Berg mit Wanderwegen: Die HKV hat der neuen Bürgermeisterin ihr Projekt "Grüne Erlebniswelt" detailliert vorgestellt. Im Hintergrund der Stienitzsee.
Gerd MarkertWeitere Treffen angeboten
Die Gastgeber von der Herzfelder Kreislaufwirtschafts– und Verwertungs GmbH (HKV) hielten sich nach dem Treffen mit Aussagen zu Inhalten eher bedeckt. „Das Gespräch diente dem gegenseitigen Kennenlernen“, teilte Katarina Magasch für das Unternehmen auf Anfrage mit. Man habe die Möglichkeit begrüßt, „unser Vorhaben, das sich unserer Auffassung nach gut in die Planungen der Gemeinde Rüdersdorf einbeziehen lassen könnte, detailliert vorzustellen. Unseres Eindrucks nach konnten wir dabei auch einige Missverständnisse ausräumen.“ Darüber hinaus sei angeboten worden, das von HKV selbst mit der Bezeichnung „Grüne Erlebniswelt Herzfelde“ laufende Projekt bei Bedarf auch in Ausschüssen und Gremien der Gemeinde vorzustellen bzw. zu erläutern. Auch für sich anschließende Gespräche stehe die Firma gern zur Verfügung.

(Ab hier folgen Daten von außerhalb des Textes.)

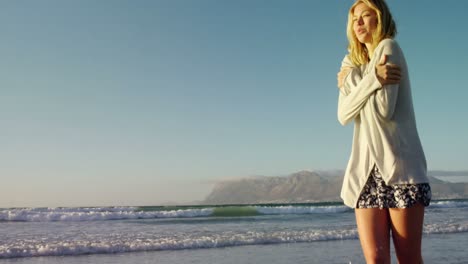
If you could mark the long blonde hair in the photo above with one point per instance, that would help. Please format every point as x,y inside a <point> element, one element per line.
<point>386,28</point>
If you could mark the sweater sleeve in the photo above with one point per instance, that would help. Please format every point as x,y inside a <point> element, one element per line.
<point>358,91</point>
<point>386,97</point>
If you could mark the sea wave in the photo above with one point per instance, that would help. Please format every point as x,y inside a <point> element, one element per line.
<point>123,213</point>
<point>79,214</point>
<point>449,204</point>
<point>93,214</point>
<point>103,245</point>
<point>147,242</point>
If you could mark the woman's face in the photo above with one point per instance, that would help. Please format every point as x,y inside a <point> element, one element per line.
<point>364,23</point>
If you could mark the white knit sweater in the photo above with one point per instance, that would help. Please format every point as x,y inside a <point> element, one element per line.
<point>385,131</point>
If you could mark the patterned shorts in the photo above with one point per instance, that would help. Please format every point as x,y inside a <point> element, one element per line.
<point>377,194</point>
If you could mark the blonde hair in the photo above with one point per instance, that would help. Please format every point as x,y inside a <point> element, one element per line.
<point>386,28</point>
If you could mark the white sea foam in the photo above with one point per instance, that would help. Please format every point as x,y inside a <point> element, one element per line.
<point>34,248</point>
<point>147,242</point>
<point>94,214</point>
<point>448,204</point>
<point>301,209</point>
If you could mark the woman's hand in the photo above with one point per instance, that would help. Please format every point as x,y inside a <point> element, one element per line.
<point>387,73</point>
<point>342,75</point>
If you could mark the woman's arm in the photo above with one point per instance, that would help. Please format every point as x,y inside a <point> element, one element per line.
<point>386,97</point>
<point>355,91</point>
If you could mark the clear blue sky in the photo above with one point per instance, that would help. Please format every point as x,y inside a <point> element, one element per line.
<point>119,102</point>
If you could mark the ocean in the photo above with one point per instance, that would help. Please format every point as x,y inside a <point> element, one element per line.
<point>266,233</point>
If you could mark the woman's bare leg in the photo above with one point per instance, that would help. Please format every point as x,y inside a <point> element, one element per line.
<point>374,234</point>
<point>407,225</point>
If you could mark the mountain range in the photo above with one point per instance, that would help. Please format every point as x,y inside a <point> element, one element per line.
<point>310,186</point>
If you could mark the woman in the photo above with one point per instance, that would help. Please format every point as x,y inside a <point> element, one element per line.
<point>386,177</point>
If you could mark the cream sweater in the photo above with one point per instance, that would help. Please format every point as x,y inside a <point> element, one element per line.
<point>385,131</point>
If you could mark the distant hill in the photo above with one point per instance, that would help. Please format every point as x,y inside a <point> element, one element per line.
<point>306,186</point>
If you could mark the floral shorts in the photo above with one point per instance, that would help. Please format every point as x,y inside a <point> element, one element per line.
<point>377,194</point>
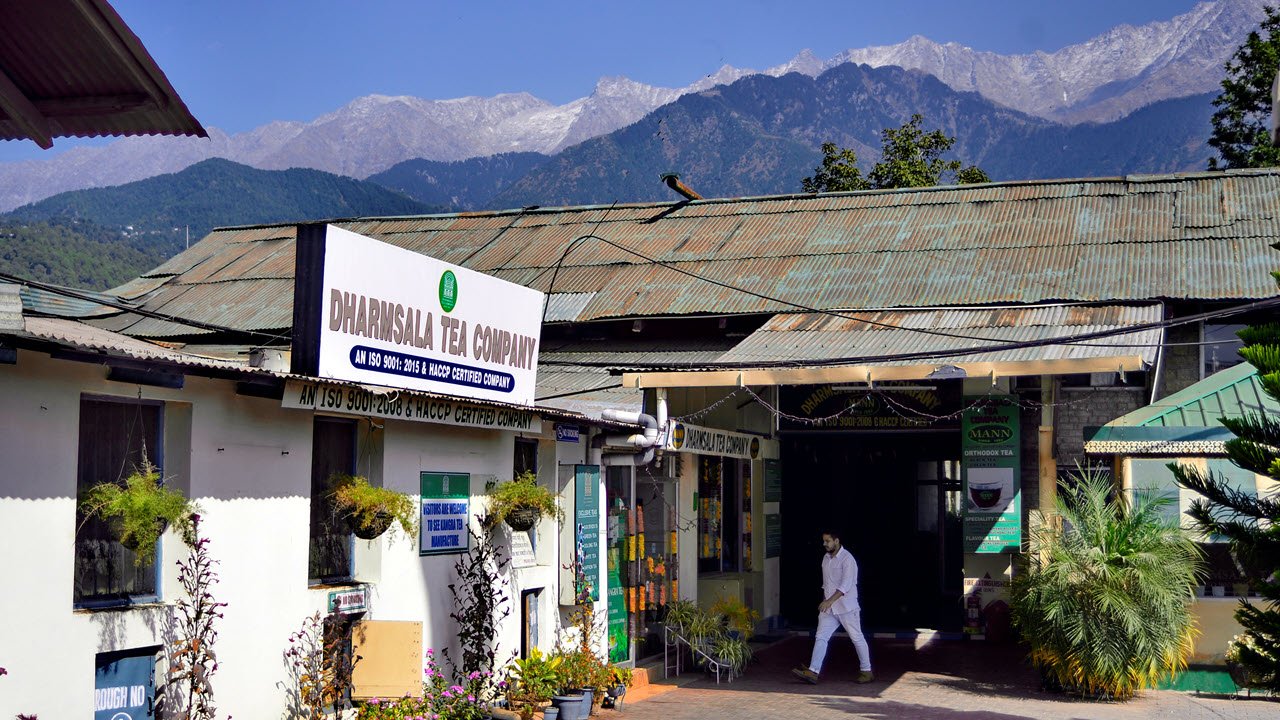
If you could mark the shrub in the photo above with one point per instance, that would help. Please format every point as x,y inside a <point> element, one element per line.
<point>1102,598</point>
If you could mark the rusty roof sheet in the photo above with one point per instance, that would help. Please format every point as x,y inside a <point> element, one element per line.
<point>80,71</point>
<point>1203,236</point>
<point>812,336</point>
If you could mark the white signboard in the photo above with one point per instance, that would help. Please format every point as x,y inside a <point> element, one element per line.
<point>392,317</point>
<point>521,550</point>
<point>301,395</point>
<point>682,437</point>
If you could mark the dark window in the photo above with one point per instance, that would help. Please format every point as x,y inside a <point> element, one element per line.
<point>333,452</point>
<point>114,438</point>
<point>1221,347</point>
<point>526,456</point>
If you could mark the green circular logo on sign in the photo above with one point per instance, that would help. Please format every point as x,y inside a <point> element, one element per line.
<point>448,291</point>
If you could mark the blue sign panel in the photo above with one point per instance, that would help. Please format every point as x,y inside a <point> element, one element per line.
<point>124,687</point>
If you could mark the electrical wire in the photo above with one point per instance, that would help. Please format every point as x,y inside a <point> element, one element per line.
<point>151,314</point>
<point>926,354</point>
<point>1078,338</point>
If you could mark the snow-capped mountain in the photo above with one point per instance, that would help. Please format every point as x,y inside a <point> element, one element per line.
<point>1100,80</point>
<point>1104,78</point>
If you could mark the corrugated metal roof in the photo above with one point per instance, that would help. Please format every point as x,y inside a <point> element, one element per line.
<point>82,72</point>
<point>1228,393</point>
<point>566,306</point>
<point>1203,236</point>
<point>810,336</point>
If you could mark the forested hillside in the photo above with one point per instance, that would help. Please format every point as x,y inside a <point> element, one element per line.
<point>72,253</point>
<point>158,213</point>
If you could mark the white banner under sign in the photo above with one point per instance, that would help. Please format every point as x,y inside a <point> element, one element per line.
<point>398,406</point>
<point>393,317</point>
<point>682,437</point>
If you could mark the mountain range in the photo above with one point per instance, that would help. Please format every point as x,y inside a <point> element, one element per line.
<point>1105,78</point>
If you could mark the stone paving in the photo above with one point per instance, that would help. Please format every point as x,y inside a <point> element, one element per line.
<point>938,680</point>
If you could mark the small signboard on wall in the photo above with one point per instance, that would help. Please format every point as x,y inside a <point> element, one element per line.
<point>773,536</point>
<point>446,511</point>
<point>586,523</point>
<point>772,481</point>
<point>124,686</point>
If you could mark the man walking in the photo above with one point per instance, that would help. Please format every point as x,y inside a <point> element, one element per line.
<point>839,609</point>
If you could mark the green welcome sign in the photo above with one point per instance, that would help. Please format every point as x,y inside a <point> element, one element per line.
<point>991,475</point>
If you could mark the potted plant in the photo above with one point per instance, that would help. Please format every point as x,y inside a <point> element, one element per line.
<point>680,613</point>
<point>521,504</point>
<point>620,679</point>
<point>138,510</point>
<point>373,510</point>
<point>533,682</point>
<point>739,618</point>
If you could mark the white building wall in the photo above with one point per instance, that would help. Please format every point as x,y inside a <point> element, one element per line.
<point>250,465</point>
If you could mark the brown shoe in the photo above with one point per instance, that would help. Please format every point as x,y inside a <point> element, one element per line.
<point>805,674</point>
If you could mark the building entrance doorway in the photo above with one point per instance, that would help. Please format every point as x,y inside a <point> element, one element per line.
<point>894,496</point>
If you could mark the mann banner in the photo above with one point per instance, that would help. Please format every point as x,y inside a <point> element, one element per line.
<point>991,477</point>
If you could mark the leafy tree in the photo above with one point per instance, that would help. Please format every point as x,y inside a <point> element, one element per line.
<point>1251,524</point>
<point>839,172</point>
<point>910,158</point>
<point>1242,121</point>
<point>1101,596</point>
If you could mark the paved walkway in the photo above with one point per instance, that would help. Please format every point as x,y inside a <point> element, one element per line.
<point>940,680</point>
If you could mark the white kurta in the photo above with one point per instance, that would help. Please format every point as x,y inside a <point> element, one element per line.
<point>840,573</point>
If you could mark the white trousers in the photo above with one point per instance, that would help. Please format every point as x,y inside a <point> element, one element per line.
<point>853,624</point>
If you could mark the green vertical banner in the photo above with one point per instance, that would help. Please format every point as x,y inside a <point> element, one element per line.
<point>991,475</point>
<point>586,523</point>
<point>620,646</point>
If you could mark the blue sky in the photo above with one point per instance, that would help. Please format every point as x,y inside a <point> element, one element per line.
<point>240,64</point>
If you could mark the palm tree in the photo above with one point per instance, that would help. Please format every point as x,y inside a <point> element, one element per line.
<point>1104,588</point>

Sabine Löser äußerte ebenfalls, dass weitere Treffen vereinbart seien, um weiter Informationen auszutauschen. Die Firma habe offenbar gehofft, sie könne die Gemeinde für das Projekt interessieren, resümierte sie. Es gebe aber nach der ersten Vorstellung des Projekts vor etwa drei Jahren eine andere Aufgabe an die Verwaltung und eben auch einen Gemeindevertreterbeschluss, dass es wegen der zu erwartenden Belastungen durch Lärm, Verkehr, Staub und die Grundwasserproblematik in Herzfelde keine Deponie geben solle. Auch im Flächennutzungsplan sei kein Berg vorgesehen, sondern eine Auffüllung bis auf Geländeniveau etwa der Bundesstraße. Ihr seien von HKV die beiden Varianten bis zum Abschluss der Bergbautätigkeit auf dem Gelände der ehemaligen Tongruben erläutert worden, inklusive der Zeithorizonte.
Wie bereits von Ausschüssen angesprochen, kritisierte auch die neue Bürgermeisterin, dass das Land keine klare Vorgabe gebe, ob und wo Deponien benötigt würden, sondern das Problem auf kommunaler Ebene lasse. So müsse sich die Gemeinde mit den Eigentümern streiten, die natürlich ein Interesse hätten, ihre Flächen möglichst gut zu vermarkten.